Les fabricants de génériques s’inquiètent de la possible prolongation des brevets européens.
En Tunisie, les médicaments abordables pourraient bientôt manquer. Si l’information a éclaté au grand jour avec la mobilisation de l’industrie pharmaceutique contre l’Aleca, l’accord de libre-échange actuellement en discussion entre la Tunisie et l’Union européenne, l’affaire remonte à 2017, lorsqu’un traité a été signé en catimini par l’Office européen des brevets et son équivalent tunisien – un texte alors passé inaperçu en dépit du danger potentiel qu’il renfermait. « Je ne sais pas quelle mouche a piqué les Tunisiens pour qu’ils signent ce traité », lâche un haut fonctionnaire du ministère de la santé interrogé par Le Monde Afrique.
Jusqu’à présent, la production locale, principalement axée sur les génériques, couvrait 70 % des besoins du marché, selon la Pharmacie centrale de Tunisie. « Avant, on produisait nos génériques de notre côté et les labos étrangers ne déposaient pas systématiquement leurs brevets en Tunisie, considérant que nous étions un marché négligeable », ajoute notre interlocuteur. Désormais, le pays est devenu une case qu’il suffit de cocher, à côté de la Moldavie et du Maroc, pour que les brevets des nouveaux médicaments entrent aussi en vigueur sur le territoire, empêchant la Tunisie de produire sous forme de génériques une bonne partie des médicaments de dernière génération.

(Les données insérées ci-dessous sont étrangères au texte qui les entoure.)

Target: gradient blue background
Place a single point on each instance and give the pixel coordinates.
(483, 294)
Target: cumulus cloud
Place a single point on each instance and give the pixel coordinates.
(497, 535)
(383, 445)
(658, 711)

Une aubaine pour les labos européens
Cette restriction pourrait être aggravée par l’Aleca, dont le quatrième round de négociations, qui s’ouvre lundi 29 avril, aborde pour la première fois le secteur sensible de la santé. Alors que, jusqu’à présent, un générique pouvait être commercialisé au lendemain de la fin du brevet, le projet rédigé par Bruxelles propose une période complémentaire de protection aux 20 ans requis par l’Organisation mondiale du commerce (OMC).
« Si un laboratoire prouve par une étude que son médicament pour les maux de tête est aussi utile contre les maux de gorge, alors le brevet sera prolongé », explique Sara Masmoudi, patronne du laboratoire Teriak et représentante de l’industrie pharmaceutique au sein de l’Union tunisienne de l’industrie, du commerce et de l’artisanat (Utica). Selon elle, tous les moyens sont bons pour prolonger « perpétuellement » les brevets, qui, à terme, s’étendront « jusqu’à 45 ou 50 ans, contre 20 ans en moyenne aujourd’hui ». « L’Aleca va augmenter le coût des soins pour le patient tunisien et mettre à mal l’industrie pharmaceutique locale », résume-t-elle.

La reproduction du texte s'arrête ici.